Medine'yi Ziyaret

Medine'nin evlerini gördüğün zaman, derhal şunu hatırlamalısın ki, Allah Teâlâ bu beldeyi peygamber-i zişânı Hz. Muhammed (s.a) için seçmiştir ve Rasûlü'nün hicretini de oraya münâsip görmüştür. Medine öyle bir yerdir ki, Hz. Peygamber orada rabbinin farz olan emirlerini ve kendisinin de sünnetlerini ilân etmiş ve oradan düşmanlarına savaş ilân etmiştir ve yine orada dinini ölünceye kadar öğretmeye devam etmiştir. Sonra gerek kendisinin ve gerekse kendisinden sonra hakkı ilân eden iki halifesinin mezarları da oradadır.
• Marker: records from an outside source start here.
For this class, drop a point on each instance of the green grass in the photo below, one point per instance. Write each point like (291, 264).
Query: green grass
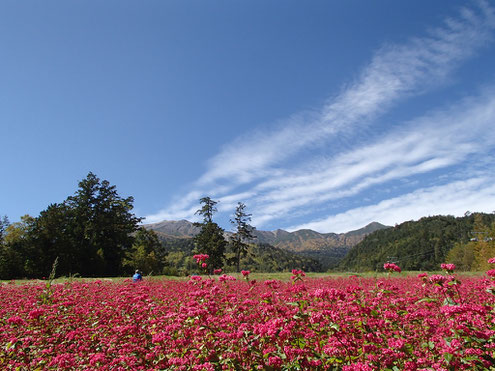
(283, 276)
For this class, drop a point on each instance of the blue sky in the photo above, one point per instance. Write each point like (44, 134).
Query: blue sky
(325, 114)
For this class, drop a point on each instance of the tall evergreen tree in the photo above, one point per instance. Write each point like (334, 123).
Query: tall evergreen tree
(243, 234)
(210, 239)
(102, 226)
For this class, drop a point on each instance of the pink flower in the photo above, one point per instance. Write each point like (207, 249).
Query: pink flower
(437, 278)
(448, 267)
(391, 267)
(200, 257)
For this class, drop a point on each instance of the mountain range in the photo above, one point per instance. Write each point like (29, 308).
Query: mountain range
(328, 248)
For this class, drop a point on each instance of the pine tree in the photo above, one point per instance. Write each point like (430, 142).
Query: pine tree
(243, 234)
(210, 239)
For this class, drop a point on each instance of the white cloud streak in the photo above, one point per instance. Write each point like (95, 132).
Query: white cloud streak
(255, 169)
(476, 194)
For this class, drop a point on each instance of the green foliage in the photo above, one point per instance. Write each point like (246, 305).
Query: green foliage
(210, 239)
(417, 245)
(102, 226)
(243, 234)
(146, 253)
(267, 258)
(89, 233)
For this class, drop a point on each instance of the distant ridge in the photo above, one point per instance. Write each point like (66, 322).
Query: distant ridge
(328, 248)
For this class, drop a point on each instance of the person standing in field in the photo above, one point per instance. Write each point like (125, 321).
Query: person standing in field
(137, 276)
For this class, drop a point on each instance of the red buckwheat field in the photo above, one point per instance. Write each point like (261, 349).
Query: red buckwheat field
(400, 323)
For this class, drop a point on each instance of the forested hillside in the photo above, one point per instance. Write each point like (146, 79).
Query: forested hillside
(426, 243)
(259, 258)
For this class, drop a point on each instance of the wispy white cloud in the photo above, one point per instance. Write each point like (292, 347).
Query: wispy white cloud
(436, 141)
(266, 168)
(476, 194)
(394, 72)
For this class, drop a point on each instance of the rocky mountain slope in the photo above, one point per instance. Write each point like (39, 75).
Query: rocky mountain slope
(328, 248)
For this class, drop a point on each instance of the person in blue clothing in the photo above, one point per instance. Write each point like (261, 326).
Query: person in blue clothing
(137, 276)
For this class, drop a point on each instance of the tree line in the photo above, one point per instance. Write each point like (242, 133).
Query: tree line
(94, 233)
(467, 241)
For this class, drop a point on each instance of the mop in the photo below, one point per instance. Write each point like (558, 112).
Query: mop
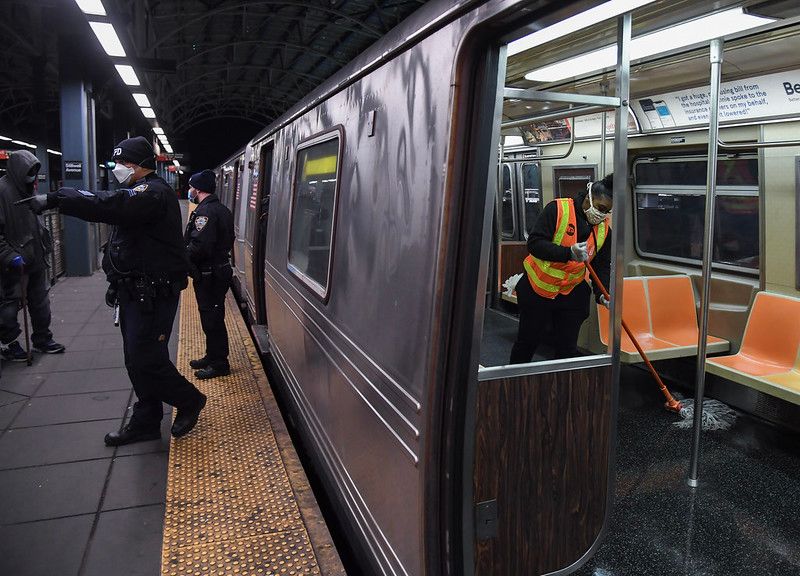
(715, 415)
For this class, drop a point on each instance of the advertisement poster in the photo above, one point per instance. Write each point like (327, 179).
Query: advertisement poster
(741, 100)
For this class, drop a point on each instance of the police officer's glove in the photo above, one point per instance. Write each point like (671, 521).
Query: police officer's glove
(41, 202)
(579, 252)
(111, 296)
(194, 274)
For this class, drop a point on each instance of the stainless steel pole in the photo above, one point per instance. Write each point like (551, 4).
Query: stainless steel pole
(620, 185)
(708, 253)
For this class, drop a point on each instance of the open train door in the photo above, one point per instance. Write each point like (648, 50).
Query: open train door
(260, 243)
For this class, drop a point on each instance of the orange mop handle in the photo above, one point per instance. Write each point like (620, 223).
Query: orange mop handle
(671, 403)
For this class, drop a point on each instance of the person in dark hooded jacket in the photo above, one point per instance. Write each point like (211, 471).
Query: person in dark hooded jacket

Bütün bunları
hatırladıktan sonra Hz. Peygamberin, Medine'de gezerken yere bastığı mübarek ayağını ve onların yerlerini görüyor gibi düşünerek ve edebe bürünerek gezmelisin. Belki de her attığın adım Rasûlüllah'ın mübarek adımlarının yerleridir ve her attığın adım, mutlaka onun çiğnediği toprak üzerinde olmaktadır. Bu bakımdan sükûnetle, vekar ve edeble gezmelisin.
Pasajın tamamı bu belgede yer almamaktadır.